Designation will help the asylum system to deal quickly with the large number of unfounded applications we currently receive from countries which are, in general, safe. At the same time it will not detract in any way from the ability to consider the small number of applicants from such countries who may have a genuine claim. The United Kingdom is not the only country to have enacted a procedure of this kind. Denmark, Finland, Germany, the Netherlands and Switzerland already have similar arrangements.
In order to decide which countries should be designated we have had to assess whether the general level of risk to people living in a particular country is sufficiently low to warrant designation. That is made quite clear in paragraph 5 of Schedule 2 to the Asylum and Immigration Act 1993 in the use of the words,
The Motion of the noble Lord, Lord Avebury, appears to concern itself only with that part of the order which designates countries of destination. With your Lordships' permission, I should like briefly to draw attention to the second part of the order which designates certain countries as safe third countries. The Asylum and Immigration Act 1996 provides that where an asylum seeker is to be removed to a member state of the European Union with the intention that any asylum claim should be pursued there, the applicant may exercise his right of appeal only after he has left the United Kingdom.

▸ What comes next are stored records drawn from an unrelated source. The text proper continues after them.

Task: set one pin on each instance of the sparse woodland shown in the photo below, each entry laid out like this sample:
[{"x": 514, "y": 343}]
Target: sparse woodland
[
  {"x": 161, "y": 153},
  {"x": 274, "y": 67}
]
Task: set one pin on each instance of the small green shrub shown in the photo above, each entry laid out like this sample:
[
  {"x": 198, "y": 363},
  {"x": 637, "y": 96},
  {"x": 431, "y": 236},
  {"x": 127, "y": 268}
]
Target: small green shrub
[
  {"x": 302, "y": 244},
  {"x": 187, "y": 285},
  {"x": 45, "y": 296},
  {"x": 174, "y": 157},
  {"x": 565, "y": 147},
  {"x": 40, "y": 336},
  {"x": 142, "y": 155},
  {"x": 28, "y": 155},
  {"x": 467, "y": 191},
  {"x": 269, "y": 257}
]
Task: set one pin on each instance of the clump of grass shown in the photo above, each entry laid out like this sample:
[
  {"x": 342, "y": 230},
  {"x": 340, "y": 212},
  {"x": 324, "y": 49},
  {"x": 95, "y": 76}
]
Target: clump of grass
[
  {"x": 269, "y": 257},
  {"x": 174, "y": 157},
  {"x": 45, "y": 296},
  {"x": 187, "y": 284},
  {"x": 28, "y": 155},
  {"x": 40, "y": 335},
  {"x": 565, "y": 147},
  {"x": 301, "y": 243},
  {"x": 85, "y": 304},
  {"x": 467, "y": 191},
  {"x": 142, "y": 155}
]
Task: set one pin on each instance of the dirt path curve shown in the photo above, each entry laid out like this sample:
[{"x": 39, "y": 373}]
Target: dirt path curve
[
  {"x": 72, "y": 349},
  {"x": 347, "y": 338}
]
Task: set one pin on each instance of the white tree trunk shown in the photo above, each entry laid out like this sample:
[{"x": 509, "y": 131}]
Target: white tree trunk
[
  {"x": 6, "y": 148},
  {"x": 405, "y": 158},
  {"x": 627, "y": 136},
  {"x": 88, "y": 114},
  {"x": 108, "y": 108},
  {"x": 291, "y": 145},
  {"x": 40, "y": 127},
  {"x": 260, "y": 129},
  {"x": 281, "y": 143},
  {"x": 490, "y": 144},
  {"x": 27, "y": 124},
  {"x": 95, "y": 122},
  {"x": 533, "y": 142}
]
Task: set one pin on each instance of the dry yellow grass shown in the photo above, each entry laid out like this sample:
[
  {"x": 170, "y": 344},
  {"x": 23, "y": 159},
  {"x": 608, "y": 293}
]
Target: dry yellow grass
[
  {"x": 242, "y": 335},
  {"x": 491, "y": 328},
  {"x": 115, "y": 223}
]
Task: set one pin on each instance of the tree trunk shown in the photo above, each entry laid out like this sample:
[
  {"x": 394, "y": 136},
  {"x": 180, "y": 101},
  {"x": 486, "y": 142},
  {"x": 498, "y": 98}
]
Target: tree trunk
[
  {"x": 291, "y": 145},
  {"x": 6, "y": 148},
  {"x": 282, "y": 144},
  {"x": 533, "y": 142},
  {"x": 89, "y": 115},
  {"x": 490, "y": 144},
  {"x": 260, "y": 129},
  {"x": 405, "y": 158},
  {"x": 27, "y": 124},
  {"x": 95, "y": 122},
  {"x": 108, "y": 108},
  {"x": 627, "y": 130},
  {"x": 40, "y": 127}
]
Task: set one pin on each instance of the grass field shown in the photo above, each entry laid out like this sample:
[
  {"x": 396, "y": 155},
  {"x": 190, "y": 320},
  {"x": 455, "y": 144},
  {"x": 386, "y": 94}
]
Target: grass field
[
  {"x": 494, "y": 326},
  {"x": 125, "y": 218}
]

This is on the basis that his claim will be properly considered in the country to which he is being removed.
The Act enables similarly safe third countries to be designated by order, and the present order designates the United States of America, Canada, Switzerland and Norway. I notice that it was only the noble Viscount, Lord Waverley, who made a specific reference to this and gave it his full support. I am assuming that the fact that it has not been referred to too much means that it has the support of the House. If the noble Lord, Lord McIntosh, believes that the United States, Canada and Norway should not be included he did not say so. I should like to hear his reasons for that.